I have created a script to load the dataset under /configs/base/datasets and used in the config script under /configs/pwcnet.

I'd like to reduce the training time, using all the resource i have available on a small cluster with 4 nodes and 4 GPU (NVLINK) NVIDIA Tesla V100 32GB SXM2.
Do you see any rooms for improvements with the following command?
srun -p xgpu --job-name=pwc_kitti --gres=gpu:4 --ntasks=16 --ntasks-per-node=4 --cpus-per-task=2 --kill-on-bad-exit=1 python -u tools/train.py $MMFLOW/configs/pwcnet/pwcnet_ft_4x1_300k_kitti_320x896.py --work-dir=$MMFLOW/work_dir/pwckitti --launcher=slurm

It estimates about 1 day to complete finetuning, do you think i'm using all 4 nodes correctly?
If so, can i reduce the training iterations to require less time?
Thanks in advance!

Your command can use all your resources.

If you want to reduce the training time, you can reduce the number of iterations. The config in pwcnet_ft_4x1_300k_kitti_320x896.py follows the settings of the original paper, which means the batch size is 4.
According to your command, your batch size is increased to 16, so there is no need to train as many times as the original paper.
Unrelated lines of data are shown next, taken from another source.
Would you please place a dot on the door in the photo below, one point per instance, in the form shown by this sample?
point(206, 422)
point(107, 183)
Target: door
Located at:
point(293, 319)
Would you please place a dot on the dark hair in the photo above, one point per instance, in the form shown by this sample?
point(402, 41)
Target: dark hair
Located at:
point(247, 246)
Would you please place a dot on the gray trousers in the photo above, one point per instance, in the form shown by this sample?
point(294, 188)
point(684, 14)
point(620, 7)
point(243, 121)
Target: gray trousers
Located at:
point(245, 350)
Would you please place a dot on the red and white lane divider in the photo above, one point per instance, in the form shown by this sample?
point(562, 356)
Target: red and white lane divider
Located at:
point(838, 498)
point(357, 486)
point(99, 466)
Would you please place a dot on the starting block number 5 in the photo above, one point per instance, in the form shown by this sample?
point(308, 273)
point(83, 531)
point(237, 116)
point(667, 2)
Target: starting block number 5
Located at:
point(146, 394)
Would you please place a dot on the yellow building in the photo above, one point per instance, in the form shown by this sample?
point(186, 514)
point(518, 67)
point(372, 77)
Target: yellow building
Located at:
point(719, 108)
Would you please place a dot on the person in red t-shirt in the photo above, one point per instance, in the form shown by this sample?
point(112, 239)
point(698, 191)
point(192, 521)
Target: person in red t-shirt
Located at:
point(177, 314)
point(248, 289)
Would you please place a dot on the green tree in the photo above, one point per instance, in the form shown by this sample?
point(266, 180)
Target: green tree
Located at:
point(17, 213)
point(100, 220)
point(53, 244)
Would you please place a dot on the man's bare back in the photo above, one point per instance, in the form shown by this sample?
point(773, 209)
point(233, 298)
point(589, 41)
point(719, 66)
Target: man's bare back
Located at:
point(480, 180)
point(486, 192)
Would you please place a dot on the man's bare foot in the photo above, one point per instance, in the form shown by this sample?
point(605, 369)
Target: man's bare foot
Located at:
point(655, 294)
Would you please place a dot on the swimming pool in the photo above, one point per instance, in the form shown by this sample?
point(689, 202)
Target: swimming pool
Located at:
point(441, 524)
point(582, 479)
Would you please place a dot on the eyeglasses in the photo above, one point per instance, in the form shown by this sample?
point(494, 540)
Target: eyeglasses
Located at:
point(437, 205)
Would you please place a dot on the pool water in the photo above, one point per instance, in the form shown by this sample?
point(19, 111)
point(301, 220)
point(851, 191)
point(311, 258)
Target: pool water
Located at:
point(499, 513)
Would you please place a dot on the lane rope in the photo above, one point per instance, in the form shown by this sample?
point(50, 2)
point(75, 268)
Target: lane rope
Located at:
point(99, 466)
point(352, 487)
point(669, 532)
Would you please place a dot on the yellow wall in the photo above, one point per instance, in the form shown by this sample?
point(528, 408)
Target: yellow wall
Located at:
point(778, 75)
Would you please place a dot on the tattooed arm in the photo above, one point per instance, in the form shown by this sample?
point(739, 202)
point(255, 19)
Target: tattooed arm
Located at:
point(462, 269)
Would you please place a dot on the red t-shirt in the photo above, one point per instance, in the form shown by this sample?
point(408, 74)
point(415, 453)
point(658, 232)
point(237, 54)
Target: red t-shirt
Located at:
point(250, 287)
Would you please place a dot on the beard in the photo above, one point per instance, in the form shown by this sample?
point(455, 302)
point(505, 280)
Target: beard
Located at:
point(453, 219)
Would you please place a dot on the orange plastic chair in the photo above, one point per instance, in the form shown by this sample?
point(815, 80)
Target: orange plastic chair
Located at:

Besides, according to my experience in using SGD, when the batch size is increased by a factor of 4, the learning rate should also be increased by a factor of 4. This change can help speed up the convergence. But the optical flow task uses Adam as the optimizer, so I'm not sure if this strategy will still work well, you can have a try.

Thanks @Zachary-66 for your answer, i'm closing it.